In this book there were assumptions as well as questions presented by Job and his three friends, Eliphaz, Bildad, and Zophar, at the end of which God asks Job eighty three questions that Job was unable to answer.
As the potter who fashions the clay, God was driving home the point that Job must let God be God, the sovereign and omnipotent Creator who is not required to answer to anyone.
These questions concern the heavenly creation, the elements, natural science, and God's omnipotent power. In today's world, the more we learn of scientific things, the more it seems to engender even more questions.
One commentator says that many suggestions have been made as to the purpose of the book. However, the overriding intention seems to be to demonstrate to man the inadequacy of human reason to account for the suffering of the innocent. There is a mystery of divine freedom which does not contradict God's goodness of sovereignty but remains elusive to man. Therefore, man is resigned to an attitude of trust and dependence on a good God whose workings man cannot fathom.
Poor Job, sitting on the ash heap, scraping his boils with a piece of broken pottery, listened to his friends arguments on why he had lost his children, why he had lost his health, and how sinful he was. Job takes the opportunity, now that all three friends have spoken, to give his opinion of their counsel. "NO DOUBT" he said,..."WISDOM SHALL DIE WITH YOU." The statement is dripping with sarcasm, but is an appropriate answer to these three friends who thought that they had all the answers to his dilemma.

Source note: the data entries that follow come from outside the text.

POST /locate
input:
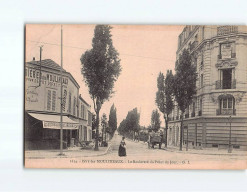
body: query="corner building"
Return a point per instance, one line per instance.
(218, 113)
(43, 104)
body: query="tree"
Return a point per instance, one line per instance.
(133, 119)
(104, 125)
(184, 85)
(131, 123)
(164, 99)
(100, 69)
(112, 120)
(94, 121)
(155, 120)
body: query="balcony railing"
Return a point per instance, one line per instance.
(225, 85)
(193, 45)
(221, 30)
(226, 111)
(233, 55)
(193, 114)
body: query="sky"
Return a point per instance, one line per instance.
(144, 50)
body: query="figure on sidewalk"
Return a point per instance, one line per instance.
(122, 148)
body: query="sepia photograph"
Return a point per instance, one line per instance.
(135, 96)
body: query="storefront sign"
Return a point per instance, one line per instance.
(56, 125)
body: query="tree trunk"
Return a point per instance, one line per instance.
(181, 133)
(96, 148)
(166, 121)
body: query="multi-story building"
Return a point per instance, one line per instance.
(43, 107)
(218, 114)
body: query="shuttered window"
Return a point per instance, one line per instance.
(53, 100)
(49, 100)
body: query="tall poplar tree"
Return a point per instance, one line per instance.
(112, 120)
(164, 97)
(184, 85)
(100, 69)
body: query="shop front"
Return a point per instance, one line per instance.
(42, 131)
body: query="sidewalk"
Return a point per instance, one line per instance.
(206, 151)
(74, 152)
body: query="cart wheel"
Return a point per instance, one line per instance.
(83, 145)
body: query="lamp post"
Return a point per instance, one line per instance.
(230, 136)
(61, 95)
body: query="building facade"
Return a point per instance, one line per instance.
(43, 108)
(218, 114)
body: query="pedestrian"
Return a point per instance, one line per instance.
(122, 148)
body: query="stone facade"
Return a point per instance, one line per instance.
(219, 53)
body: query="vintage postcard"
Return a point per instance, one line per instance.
(135, 96)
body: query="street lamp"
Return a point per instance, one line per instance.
(230, 136)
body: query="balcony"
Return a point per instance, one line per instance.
(226, 84)
(233, 55)
(222, 30)
(193, 114)
(193, 45)
(226, 112)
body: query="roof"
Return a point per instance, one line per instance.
(47, 63)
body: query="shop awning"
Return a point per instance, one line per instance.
(53, 121)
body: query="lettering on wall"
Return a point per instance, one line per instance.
(31, 95)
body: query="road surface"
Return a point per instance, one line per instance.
(140, 156)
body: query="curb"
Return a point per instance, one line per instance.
(102, 154)
(189, 152)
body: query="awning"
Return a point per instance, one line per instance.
(53, 121)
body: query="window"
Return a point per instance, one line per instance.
(64, 98)
(85, 133)
(227, 50)
(53, 100)
(81, 111)
(227, 78)
(226, 105)
(201, 80)
(89, 118)
(74, 106)
(48, 99)
(69, 102)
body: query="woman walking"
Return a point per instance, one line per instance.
(122, 148)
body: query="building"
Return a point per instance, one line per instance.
(42, 108)
(219, 53)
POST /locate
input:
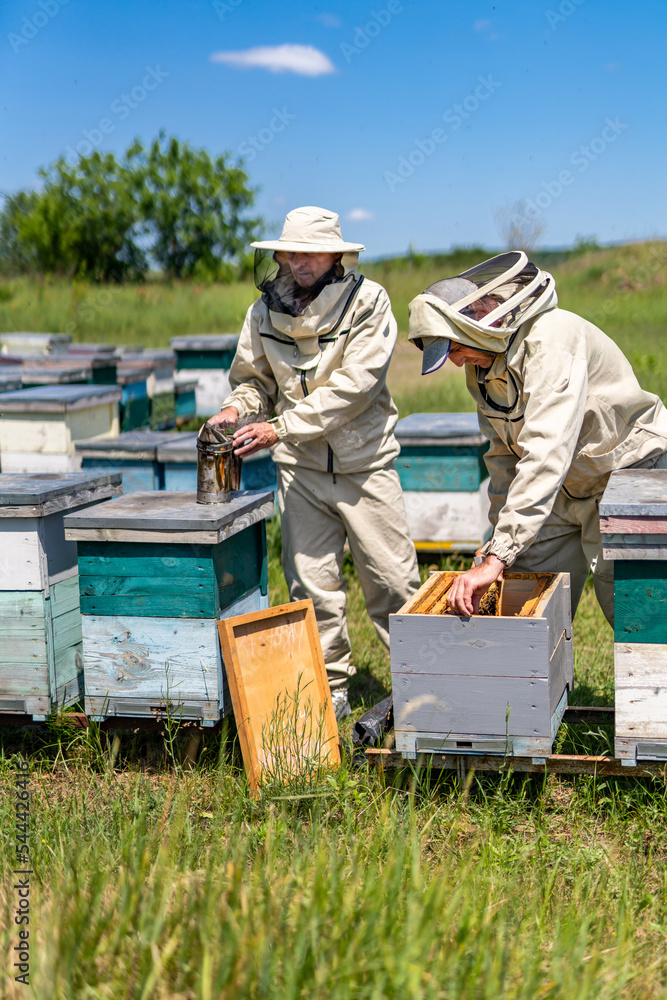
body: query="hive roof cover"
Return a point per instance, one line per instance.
(438, 425)
(635, 491)
(206, 342)
(59, 490)
(170, 511)
(57, 398)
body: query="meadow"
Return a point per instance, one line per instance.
(154, 880)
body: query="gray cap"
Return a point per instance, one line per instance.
(436, 349)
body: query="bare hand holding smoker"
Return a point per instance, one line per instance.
(249, 438)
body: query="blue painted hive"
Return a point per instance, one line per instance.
(157, 572)
(444, 480)
(41, 665)
(208, 358)
(633, 523)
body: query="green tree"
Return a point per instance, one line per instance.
(106, 220)
(193, 206)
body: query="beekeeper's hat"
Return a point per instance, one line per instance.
(310, 230)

One of the strongest utterances of faith in the Bible is Job's statement, "Though He slay me, yet will I trust in Him." Job expresses the unquenchable faith of one who lives by faith, not by sight. Even when it appears that God Himself has turned against Job, he will still trust in God.
The age old question that Job asks, "If a man die, shall he live again,? is answered by Job when he says, "For I know that my Redeemer liveth, and that he shall stand at the latter day upon the earth: And though after my skin worms destroy this body, yet in my flesh shall I see God: Whom I shall see for myself, and mine eyes shall behold, and not another;..." This is a clear indication of the resurrection of the body which is found in the Old Testament.
Because of God's questions, Job was finally able to see himself for what he is. He cried, "I abhor myself and repent in dust and ashes." The point of all of Gods questions was not lost on Job: he has a new awareness of the wisdom of God's hidden plans, a new sense of the limits of his own wisdom, and a new sensibility to his own sin. He admits that his had been a limited perspective, and he totally submits to God's will and authority. He allowed God to be God.
References: The Book of Job, The KJV of The Holy Bible.